Another option is to be part of the “sub line” pool. That’s when most of those pre-dawn phone calls happen. When a teacher is sick, schools have to find a substitute that very morning, and there’s a list of subs to call who might or might not be available. It’s one of the biggest challenges for individual schools on a given day.
A degree is not required, but people who have earned at least 48 college credits and a desire to be a positive role model for our students may qualify to be substitute teachers in the Manchester School District. Annette Greer has a background in the medical field and works at several elementary schools in the city two to three days a week.
“It’s not difficult to walk into a classroom as a sub,” Greer said. “The teachers always have lessons prepared and ready.”

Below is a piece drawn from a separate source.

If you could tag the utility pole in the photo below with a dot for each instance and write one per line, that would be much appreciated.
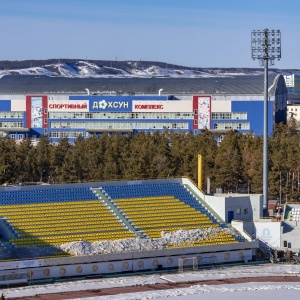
(266, 47)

Pamela Dube, a former social worker, says subbing at the high school level fits her personality best, and she makes herself available as a substitute every week, working around her schedule at another job.
“I love connecting with the kids,” she said. “That’s why I go back every day that I can.”
For those who do wish to be full-time educators, substitute teaching is a great way to make contacts and get to know the schools.
“Recent college graduates or people changing careers should consider subbing,” said Philbrook. “One of the reasons I started teaching at Memorial High School all those years ago was because I was remembered as a substitute. It was an advantage to be a familiar face.”
The pay rate for substitutes is $70 per day; paraprofessional subs earn $10 an hour. Please email Pam Naum at the Manchester School District central office to ask for an application packet: email@example.com. Candidates who submit applications will be interviewed.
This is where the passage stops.